If you have no clue what your type is, you're not alone. According to a 2019 CBS News poll, only 66% of Americans reported knowing their blood type. Considering blood type can be vital to understanding your health, including your heart health -- and saving your life in an emergency -- it's important to know what kind of blood courses through your veins. The good news is finding out your blood type is relatively simple and you have options. Below are three easy ways to find out your blood type.
Blood type is categorized into one of these eight groups: A-positive, A-negative, B-positive, B-negative, O-positive, O-negative, AB-positive and AB-negative. But what determines blood type and what does that blood type mean?
Blood types are determined by antigens -- a substance that triggers an immune response -- on the surface of red blood cells. There are ABO antigens, which designate ABO blood types. This is determined by the ABO gene. For example:
Type A blood type has the A antigen
Type B blood type has the B antigen
Type AB blood type has both the A and B antigen
Type O doesn't produce any A or B antigen
There are also Rhesus (Rh) antigens, which determine if blood is "positive" or "negative." If you have Rh proteins on the surface of your red blood cells, you are Rh positive. If you don't have Rh proteins on the surface of your red blood cells, you have negative blood.
One of the easiest and most effective ways to determine blood type is to have your doctor perform a test. A professional will draw blood and then perform two tests on the blood sample: forward typing and reverse typing.
During forward typing, the blood sample is mixed with antibodies against type A and B blood. Based on whether the blood cells stick together when mixed with the antibodies, your blood type can be determined from there. If your blood cells stick together when mixed with antibodies against type B blood, you have type B blood. If your blood cells stick together when mixed with antibodies against type A blood, you have type A blood.

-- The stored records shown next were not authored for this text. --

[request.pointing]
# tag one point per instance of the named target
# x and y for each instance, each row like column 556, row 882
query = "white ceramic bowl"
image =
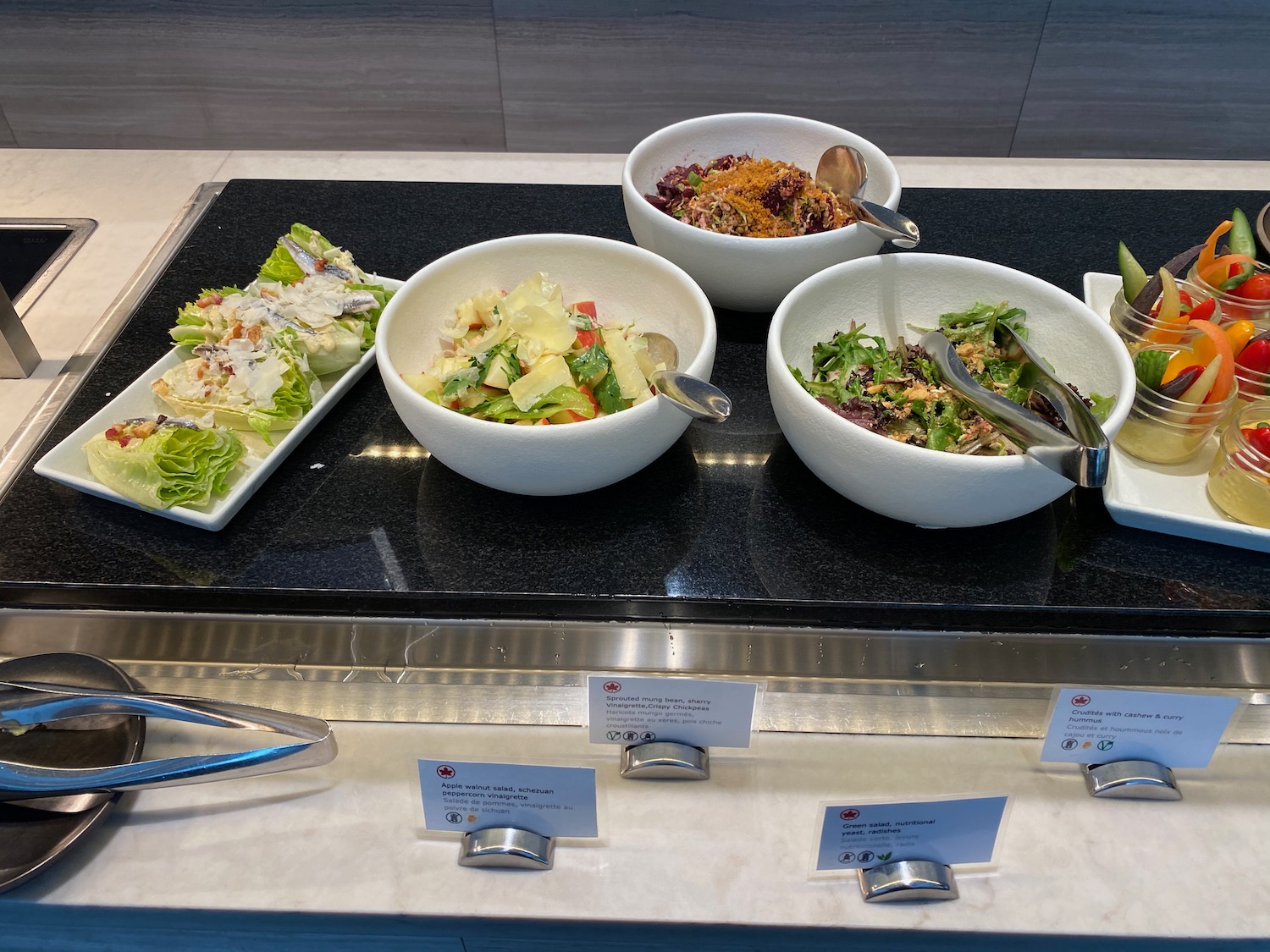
column 627, row 283
column 748, row 273
column 897, row 294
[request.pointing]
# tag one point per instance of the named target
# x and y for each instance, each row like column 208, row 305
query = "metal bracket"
column 663, row 759
column 507, row 848
column 1130, row 779
column 18, row 355
column 907, row 880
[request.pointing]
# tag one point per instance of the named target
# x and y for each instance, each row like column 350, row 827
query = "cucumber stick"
column 1240, row 240
column 1150, row 367
column 1130, row 273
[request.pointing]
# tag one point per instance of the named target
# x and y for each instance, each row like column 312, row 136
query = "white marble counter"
column 348, row 838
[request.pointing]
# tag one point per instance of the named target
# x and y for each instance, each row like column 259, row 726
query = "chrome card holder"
column 507, row 848
column 908, row 880
column 665, row 761
column 1130, row 779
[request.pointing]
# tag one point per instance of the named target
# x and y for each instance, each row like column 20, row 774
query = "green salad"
column 160, row 461
column 898, row 391
column 258, row 353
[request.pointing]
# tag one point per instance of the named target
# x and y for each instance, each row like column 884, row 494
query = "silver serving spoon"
column 842, row 169
column 695, row 396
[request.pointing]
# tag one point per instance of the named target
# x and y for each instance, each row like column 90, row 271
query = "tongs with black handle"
column 1080, row 457
column 25, row 705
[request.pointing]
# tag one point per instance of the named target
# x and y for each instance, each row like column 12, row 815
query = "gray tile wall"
column 1034, row 78
column 1158, row 79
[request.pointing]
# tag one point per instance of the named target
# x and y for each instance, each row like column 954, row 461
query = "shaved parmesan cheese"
column 630, row 378
column 550, row 373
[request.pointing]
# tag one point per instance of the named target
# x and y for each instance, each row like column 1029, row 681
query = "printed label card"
column 1100, row 725
column 698, row 711
column 950, row 830
column 551, row 801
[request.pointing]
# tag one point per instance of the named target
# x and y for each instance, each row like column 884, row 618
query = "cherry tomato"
column 1255, row 357
column 1203, row 311
column 1259, row 438
column 1256, row 289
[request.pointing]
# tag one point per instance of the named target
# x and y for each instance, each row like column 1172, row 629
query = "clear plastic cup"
column 1239, row 482
column 1138, row 329
column 1252, row 386
column 1234, row 307
column 1165, row 431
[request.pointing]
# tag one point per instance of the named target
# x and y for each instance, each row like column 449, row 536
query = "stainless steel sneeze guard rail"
column 474, row 672
column 530, row 672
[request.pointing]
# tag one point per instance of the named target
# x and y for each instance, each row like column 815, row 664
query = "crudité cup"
column 1239, row 482
column 1161, row 429
column 1234, row 306
column 1138, row 329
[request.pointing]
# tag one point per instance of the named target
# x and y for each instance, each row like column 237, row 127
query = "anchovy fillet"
column 309, row 263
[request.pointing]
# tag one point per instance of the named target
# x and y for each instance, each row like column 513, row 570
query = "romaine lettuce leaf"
column 174, row 465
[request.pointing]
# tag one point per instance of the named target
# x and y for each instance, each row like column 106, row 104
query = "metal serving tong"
column 25, row 705
column 1081, row 457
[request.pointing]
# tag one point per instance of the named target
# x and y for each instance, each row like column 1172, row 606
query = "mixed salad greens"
column 525, row 357
column 256, row 362
column 898, row 391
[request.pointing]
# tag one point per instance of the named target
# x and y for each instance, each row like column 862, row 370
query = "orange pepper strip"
column 1206, row 348
column 1221, row 268
column 1178, row 363
column 1239, row 333
column 1209, row 251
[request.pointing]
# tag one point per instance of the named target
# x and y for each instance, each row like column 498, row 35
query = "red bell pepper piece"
column 1255, row 357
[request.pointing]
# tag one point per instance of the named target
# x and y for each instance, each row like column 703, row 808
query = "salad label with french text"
column 551, row 801
column 1100, row 725
column 698, row 711
column 954, row 830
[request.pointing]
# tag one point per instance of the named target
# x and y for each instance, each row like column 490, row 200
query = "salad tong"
column 25, row 705
column 1081, row 457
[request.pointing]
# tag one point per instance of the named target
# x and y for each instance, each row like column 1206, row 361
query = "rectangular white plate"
column 1171, row 499
column 68, row 465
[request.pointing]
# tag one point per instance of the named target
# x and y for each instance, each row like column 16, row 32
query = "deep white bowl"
column 894, row 296
column 627, row 284
column 748, row 273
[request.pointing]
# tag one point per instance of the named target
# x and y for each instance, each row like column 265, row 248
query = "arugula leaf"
column 1102, row 408
column 589, row 363
column 609, row 393
column 551, row 403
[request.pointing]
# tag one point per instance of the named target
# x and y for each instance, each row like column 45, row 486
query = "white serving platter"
column 68, row 465
column 1170, row 499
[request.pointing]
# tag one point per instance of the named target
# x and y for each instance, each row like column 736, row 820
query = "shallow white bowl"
column 901, row 296
column 627, row 284
column 748, row 273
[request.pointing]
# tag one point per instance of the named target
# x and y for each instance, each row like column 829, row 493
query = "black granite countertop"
column 728, row 526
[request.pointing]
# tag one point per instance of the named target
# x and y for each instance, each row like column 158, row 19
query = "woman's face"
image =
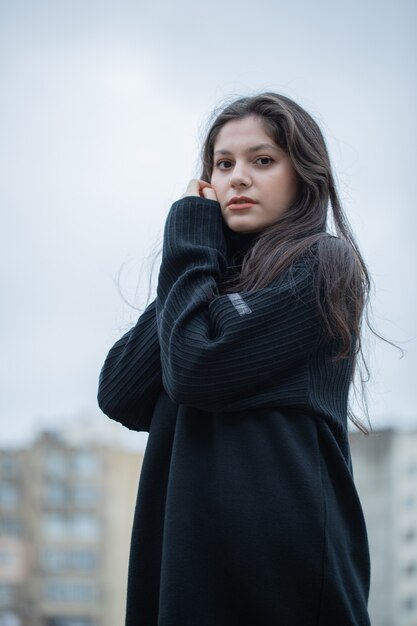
column 254, row 179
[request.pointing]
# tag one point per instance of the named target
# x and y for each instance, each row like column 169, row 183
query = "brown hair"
column 343, row 281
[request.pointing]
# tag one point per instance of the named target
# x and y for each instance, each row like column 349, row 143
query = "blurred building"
column 385, row 470
column 65, row 521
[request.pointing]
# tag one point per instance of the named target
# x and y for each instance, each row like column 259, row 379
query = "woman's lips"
column 239, row 203
column 239, row 206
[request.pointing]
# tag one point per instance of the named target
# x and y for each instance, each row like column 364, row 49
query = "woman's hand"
column 201, row 189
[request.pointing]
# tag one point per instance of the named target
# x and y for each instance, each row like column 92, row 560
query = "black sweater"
column 247, row 511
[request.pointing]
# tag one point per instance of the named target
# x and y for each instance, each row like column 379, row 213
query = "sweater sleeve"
column 219, row 350
column 131, row 377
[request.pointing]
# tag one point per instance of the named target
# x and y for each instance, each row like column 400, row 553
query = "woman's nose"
column 239, row 177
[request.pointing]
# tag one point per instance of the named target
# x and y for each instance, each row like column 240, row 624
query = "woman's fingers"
column 208, row 192
column 201, row 189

To confirm the result, the next step is reverse typing, meaning the blood sample without red blood cells -- called a serum -- is mixed with type A and type B blood cells. Type A blood will have antibodies against Type B blood in the sample and type B blood will have antibodies against Type A blood. Type O blood will contain antibodies against Type A and Type B. So, if sticking occurs when the serum is mixed with type B blood cells, you have type A blood, and if sticking occurs when the serum is mixed with type A blood cells, you have type B blood.
I recommend calling your doctor's office to see what a blood type test costs out-of-pocket and if it's covered by insurance.
2. Donate blood
This is an easy -- and free -- way to determine blood type, but results are not immediate.
If you donate to a blood drive, you can simply ask the staff about your blood type. Blood usually is not tested right away, so it may take up to a few weeks to get results.
3. At-home blood test
At-home tests are relatively straightforward. You will usually start by wiping your finger with an alcohol wipe and then be required to prick your finger with a disposable lancet to draw blood. Then, you will wipe blood on the provided card. Depending on how the blood dries, clumps or spreads, you will be able to compare your blood stain to a results card. Within minutes, you'll be able to determine which blood type you are.
The information contained in this article is for educational and informational purposes only and is not intended as health or medical advice. Always consult a physician or other qualified health provider regarding any questions you may have about a medical condition or health objectives.